Il est incroyable de voir, lorsqu'on réfléchit à la vie sur cette planète, que ses habitants consentent à accepter le monde d'hommes barbus, ou d'hommes rasés qui suivent une divinité barbue, alors que ceux-ci déclarent que Dieu commande de pratiquer la guerre, la domination et les châtiments. Ces hommes sont des théocrates qui voudraient contrôler la terre en tant qu'agents, sinon en tant qu'incarnés, de "Notre Père qui Etes aux Cieux". De toutes les choses que Dieu pourrait dire, lorsqu'il s'adresse aux habitants de cette planète, il semble que l'aspect le plus important et le plus irrésistible, de cette révélation divine, soit l'assertion selon laquelle Dieu ordonne de tyranniser et de terroriser le monde. La suprématie de la puissance génocidaire semble être le message qui porte le plus de poids. Mais pourquoi?

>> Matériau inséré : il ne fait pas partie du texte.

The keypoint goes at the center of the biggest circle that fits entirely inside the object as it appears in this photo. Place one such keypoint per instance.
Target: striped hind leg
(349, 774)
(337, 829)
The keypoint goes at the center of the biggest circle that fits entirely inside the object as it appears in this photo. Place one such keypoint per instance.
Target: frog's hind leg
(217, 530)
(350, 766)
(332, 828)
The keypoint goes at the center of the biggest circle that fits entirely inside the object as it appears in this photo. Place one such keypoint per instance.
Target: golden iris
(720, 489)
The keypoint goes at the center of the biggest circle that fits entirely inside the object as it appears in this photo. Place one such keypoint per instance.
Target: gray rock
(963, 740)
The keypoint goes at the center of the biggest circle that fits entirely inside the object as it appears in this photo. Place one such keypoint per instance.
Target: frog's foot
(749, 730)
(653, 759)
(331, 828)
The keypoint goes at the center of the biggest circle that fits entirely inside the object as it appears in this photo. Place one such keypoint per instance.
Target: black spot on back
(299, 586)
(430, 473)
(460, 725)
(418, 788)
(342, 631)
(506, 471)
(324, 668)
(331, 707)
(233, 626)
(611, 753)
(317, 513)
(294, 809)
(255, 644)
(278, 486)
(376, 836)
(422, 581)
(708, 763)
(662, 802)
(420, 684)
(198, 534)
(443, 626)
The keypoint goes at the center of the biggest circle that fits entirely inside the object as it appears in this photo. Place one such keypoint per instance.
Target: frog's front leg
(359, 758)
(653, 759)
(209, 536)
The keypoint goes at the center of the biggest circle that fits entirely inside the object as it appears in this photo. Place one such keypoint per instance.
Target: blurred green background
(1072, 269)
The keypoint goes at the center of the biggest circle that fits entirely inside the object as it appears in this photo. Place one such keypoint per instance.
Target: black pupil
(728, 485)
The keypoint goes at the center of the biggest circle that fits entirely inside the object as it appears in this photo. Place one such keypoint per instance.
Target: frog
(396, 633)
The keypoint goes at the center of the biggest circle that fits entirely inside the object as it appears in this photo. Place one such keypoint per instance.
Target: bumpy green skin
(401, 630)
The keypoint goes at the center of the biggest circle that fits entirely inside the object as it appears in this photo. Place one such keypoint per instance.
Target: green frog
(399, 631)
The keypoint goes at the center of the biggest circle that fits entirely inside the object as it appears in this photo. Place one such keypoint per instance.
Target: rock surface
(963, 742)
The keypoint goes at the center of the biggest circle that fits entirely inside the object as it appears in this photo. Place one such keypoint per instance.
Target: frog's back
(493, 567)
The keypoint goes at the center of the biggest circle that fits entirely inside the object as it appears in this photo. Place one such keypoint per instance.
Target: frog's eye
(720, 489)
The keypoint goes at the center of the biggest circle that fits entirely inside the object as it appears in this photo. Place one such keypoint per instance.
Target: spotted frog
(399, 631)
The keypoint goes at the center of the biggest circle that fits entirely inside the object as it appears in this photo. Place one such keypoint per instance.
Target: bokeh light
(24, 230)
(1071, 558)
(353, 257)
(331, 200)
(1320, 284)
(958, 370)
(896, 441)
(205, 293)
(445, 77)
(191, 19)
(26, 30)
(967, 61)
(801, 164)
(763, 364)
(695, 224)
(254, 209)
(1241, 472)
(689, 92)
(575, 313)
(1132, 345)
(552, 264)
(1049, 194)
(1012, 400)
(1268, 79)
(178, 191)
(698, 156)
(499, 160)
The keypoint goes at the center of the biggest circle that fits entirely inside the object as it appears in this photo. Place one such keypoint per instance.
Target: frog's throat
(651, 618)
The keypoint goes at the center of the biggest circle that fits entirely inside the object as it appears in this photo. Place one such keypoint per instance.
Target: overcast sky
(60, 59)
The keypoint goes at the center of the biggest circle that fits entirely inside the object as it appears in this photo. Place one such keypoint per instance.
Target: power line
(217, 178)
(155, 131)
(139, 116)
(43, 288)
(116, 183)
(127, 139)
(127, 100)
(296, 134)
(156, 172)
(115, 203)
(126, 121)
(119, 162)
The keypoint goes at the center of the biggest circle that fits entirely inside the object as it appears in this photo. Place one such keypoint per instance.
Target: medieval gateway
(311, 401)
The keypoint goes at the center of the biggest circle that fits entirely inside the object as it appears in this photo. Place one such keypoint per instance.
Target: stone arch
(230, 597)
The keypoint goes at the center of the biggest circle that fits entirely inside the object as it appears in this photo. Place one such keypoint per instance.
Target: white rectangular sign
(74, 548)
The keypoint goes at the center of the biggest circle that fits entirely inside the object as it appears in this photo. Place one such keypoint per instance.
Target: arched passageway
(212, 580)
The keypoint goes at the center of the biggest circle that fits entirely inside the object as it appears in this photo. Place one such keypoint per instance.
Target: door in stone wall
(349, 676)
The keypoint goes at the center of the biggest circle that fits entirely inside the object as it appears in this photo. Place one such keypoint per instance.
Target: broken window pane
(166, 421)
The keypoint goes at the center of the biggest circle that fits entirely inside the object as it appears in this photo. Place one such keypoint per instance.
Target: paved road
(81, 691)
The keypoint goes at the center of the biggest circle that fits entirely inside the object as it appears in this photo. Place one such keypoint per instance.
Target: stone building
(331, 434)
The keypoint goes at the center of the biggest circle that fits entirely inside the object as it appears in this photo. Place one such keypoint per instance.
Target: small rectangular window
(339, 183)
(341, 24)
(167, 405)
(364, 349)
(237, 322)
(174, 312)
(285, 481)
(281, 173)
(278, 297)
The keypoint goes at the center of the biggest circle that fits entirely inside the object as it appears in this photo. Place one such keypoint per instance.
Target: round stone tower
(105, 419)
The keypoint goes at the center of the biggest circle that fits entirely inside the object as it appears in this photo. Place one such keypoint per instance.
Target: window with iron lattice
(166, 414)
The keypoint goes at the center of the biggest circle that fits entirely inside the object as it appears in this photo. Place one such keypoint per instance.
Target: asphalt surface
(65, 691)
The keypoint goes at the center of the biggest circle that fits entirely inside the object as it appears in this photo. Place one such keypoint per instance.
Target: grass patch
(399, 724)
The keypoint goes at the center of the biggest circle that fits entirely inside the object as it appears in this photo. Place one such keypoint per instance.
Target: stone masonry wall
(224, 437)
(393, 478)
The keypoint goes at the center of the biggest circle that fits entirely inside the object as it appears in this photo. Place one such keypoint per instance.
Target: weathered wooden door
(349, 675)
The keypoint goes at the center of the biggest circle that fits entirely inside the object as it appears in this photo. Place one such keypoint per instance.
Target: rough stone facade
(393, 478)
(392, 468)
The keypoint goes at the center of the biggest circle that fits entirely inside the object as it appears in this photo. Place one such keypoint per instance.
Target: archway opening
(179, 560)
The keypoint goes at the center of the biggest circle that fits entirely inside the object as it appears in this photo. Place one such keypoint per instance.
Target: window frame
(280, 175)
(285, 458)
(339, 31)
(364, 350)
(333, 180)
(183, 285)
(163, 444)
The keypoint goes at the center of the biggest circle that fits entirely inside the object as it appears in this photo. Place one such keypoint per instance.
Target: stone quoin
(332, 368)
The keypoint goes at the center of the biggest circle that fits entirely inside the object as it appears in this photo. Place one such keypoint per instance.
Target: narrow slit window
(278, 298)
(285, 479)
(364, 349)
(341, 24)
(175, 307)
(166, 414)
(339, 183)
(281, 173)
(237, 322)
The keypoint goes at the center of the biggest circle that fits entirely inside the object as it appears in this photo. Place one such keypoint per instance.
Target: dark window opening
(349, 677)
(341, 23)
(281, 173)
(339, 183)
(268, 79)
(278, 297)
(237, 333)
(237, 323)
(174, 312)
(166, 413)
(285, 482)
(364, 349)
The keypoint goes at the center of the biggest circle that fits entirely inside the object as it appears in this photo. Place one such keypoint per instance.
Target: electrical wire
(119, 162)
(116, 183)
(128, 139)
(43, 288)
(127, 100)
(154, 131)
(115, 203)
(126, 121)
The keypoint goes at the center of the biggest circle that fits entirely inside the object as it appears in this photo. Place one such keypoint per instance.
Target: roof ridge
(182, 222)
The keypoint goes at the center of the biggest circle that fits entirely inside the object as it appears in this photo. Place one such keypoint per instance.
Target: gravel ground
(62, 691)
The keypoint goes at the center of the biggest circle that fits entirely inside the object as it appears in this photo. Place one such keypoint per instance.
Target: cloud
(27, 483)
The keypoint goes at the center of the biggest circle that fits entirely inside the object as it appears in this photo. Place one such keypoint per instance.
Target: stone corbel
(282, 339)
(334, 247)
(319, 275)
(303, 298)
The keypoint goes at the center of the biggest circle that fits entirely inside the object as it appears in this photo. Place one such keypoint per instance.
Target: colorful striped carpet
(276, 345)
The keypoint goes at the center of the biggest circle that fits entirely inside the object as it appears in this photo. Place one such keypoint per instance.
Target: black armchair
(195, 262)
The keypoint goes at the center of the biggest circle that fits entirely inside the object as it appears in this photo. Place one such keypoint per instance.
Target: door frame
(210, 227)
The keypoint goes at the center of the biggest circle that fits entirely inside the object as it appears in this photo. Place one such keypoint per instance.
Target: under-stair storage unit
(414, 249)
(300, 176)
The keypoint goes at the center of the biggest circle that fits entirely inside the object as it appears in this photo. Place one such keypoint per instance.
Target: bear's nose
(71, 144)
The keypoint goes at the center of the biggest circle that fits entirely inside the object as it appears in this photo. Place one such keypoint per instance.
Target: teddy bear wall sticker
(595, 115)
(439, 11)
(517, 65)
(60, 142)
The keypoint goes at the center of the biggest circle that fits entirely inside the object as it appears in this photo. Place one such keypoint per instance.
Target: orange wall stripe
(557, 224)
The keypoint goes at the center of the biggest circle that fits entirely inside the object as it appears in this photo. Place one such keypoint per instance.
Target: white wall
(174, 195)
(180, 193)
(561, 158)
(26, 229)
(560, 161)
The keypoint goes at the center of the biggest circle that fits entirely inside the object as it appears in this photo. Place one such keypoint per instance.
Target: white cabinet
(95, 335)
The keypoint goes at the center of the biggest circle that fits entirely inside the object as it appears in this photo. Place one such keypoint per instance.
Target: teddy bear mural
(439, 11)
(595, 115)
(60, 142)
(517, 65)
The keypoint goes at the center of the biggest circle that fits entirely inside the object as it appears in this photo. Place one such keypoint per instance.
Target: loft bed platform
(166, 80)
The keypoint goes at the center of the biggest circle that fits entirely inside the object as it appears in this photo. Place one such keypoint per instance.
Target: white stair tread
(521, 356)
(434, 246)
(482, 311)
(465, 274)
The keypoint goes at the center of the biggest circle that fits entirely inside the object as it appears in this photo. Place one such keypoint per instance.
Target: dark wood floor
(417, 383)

Ce n'est évidemment pas le message d'un dieu quelconque mais le message des imposteurs théocratiques (avec ou sans barbe) qui prétendent parler au nom de Dieu et qui tirent leur autorité de LUI. Le message familier de la guerre, de la domination et du châtiment en reflète bien la source: des hommes qui ne peuvent pas ressentir de communion avec la vie, qui méprisent leur propre faiblesse mais qui sont incapables de voir qu'elle est due à cette déconnexion même de la vie et qui haïssent tout ce qu'ils ne peuvent pas contrôler, dont les femmes, les enfants et la nature. Le pouvoir de leur message tonitruant tient presqu'entièrement à l'intimidation. Il intimide, tout d'abord, en assumant l'autorité d'un super-parent extra-planétaire qui ne peut pas être remis en question ou défié. Il intimide, secondement, par l'implication que ceux qui s'expriment, au nom du pouvoir de châtiment de Dieu, ont également la capacité de le brandir, de l'infliger à la personne de leur choix. Il intimide, troisièmement, parce qu'il tire un pouvoir collatéral de la douleur de la blessure patriarcale, une douleur qui est ressentie par tous ceux qui peuplent la terre.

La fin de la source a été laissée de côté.